京都府京都市左京区で監護者わいせつ罪

2019-06-26

京都府京都市左京区で監護者わいせつ罪 

京都府京都市左京区に住む会社員のAさんは,妻、長女Vさん(12歳)、次女の4人家族です。Aさんは長女Vさんに対し、日頃から性的虐待を繰り返していたと認められたことから、Vさんは児童相談所に一時保護されました。そして、Aさんは、Vさんに対してわいせつ行為に及んだとして監護者わいせつ罪京都府下鴨警察署逮捕されてしまいました。Aさんの妻は、突然のことに驚き、Aさんとの接見弁護士に依頼しました。
(フィクションです)

~ 監護者わいせつ罪 ~

監護者わいせつ罪は刑法179条に規定されています。

179条
1項 18歳未満の者に対し,その者を現に監護する者であることによる影響力があることに乗じてわいせつな行為をした者は,第176条の例による。
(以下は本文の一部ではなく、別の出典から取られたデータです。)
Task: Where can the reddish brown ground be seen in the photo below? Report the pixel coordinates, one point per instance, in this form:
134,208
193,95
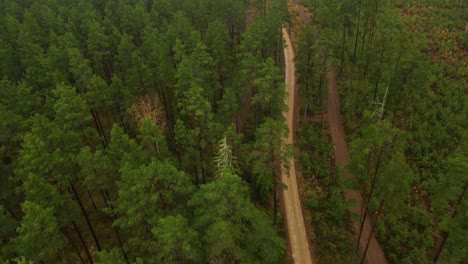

「第176条の例による」との「第176条」とは「強制わいせつ罪」を指し,「例による」とは法定刑を強制わいせつ罪と同様

6月以上10年以下の懲役

とするという意味です。

= その者を現に監護する者(=監護者) =

「監護者」は法律上の監護権(民法820条)に基づかなくても,事実上現に18歳未満の者を監督し保護する者であれば「監護者」に当たります。反対に,法律上の監護権を有していても,実際に監護している実態がなければ現に監護する者に当たりません。現に監護している実態があるかどうかは,同居の有無や居住状況,指導や身の回りの世話などの生活状況,生活費の負担などの経済的状況,未成年者に対する諸手続の状況などを考慮して判断されます。

(例)
・同居して子供の寝食の世話をして指導・監督している親
・単身赴任して平日は子供との関わりは少ないが,配偶者を介したり電話やメールで指導等をしたり,休日に帰宅して指導等をしている親
・親の再婚相手で,養子縁組している者
・養子縁組していない者であっても,同居し子供の寝食の世話し指導・監督している者

= 影響力があることに乗じて =

「影響力」とは,監護者が被監護者の生活全般にわたり,衣食住などの経済的な観点や生活上の指導・監督などの精神的な観点から,現に被監督者を監督し,保護することによる生じる影響力とされています。「あることに乗じて」とは,当該影響力が一般的に存在し,当該行為時においてもその影響力を及ぼしている状態でわいせつ行為・性交等をすることをいいます。わいせつ行為をする場面で,特定の影響力が生じるための具体的な行為を行う必要はありません。影響力を及ぼしている状態でわいせつ行為を行ったことで「影響力があることに乗じて」に当たります。

* 「影響力があることに乗じて」といえない場合 *
「影響力があることに乗じて」といえなければ監護者わいせつ罪は成立しませんが、暴行または脅迫を手段としてわいせつな行為に及んでいれば「強制わいせつ罪」に当たる可能性が出てきます。
更に、13歳未満の者に対するわいせつ行為は、暴行・脅迫などがなくとも「強制わいせつ罪」に当たります。

= わいせつな行為(1項) =

判例によれば,「わいせつな行為」とは,行為者又はその他の者の性欲を刺激興奮又は満足させる行為であって,普通人の正常な性的羞恥心を害し善良な性的道義観念に反するものをいうとされています。

(例)
・乳房を触る,揉む,舐める
・性器を触る,舐める
・自己の陰茎を性器に押し当てる
※挿入した場合は監護者性交等罪または強制性交等罪が問題となります

~ 監護者わいせつ罪は非親告罪 ~

監護者わいせつ罪は、身内の犯罪であるが故に、

・許してくれるだろう
・告訴はされないだろう

と考えていると大きな間違いです。監護者わいせつ罪非親告罪であり、被害者の告訴を必要としません(強制わいせつ罪も同様です)。つまり、

被害者(身内)の意思に関係なく起訴され処罰される可能性がある

ということだけはぜひ覚えていただきたいものです。

~ 少女の証言は慎重な吟味を ~

未成年者(特に、年齢が低ければ低いほど)は成人に比べ、一般的に、記憶力、言語・理解能力が乏しいと考えられます。したがって、本件においてもVさんの供述がどこまで信用できるのか慎重に見極める必要があります。なお、平成31年3月28日、静岡地裁では、12歳の少女に対する強姦罪(現強制性交等罪)に問われた男性に対し、少女の証言が信用できないとして、無罪判決を言い渡されています(控訴中)。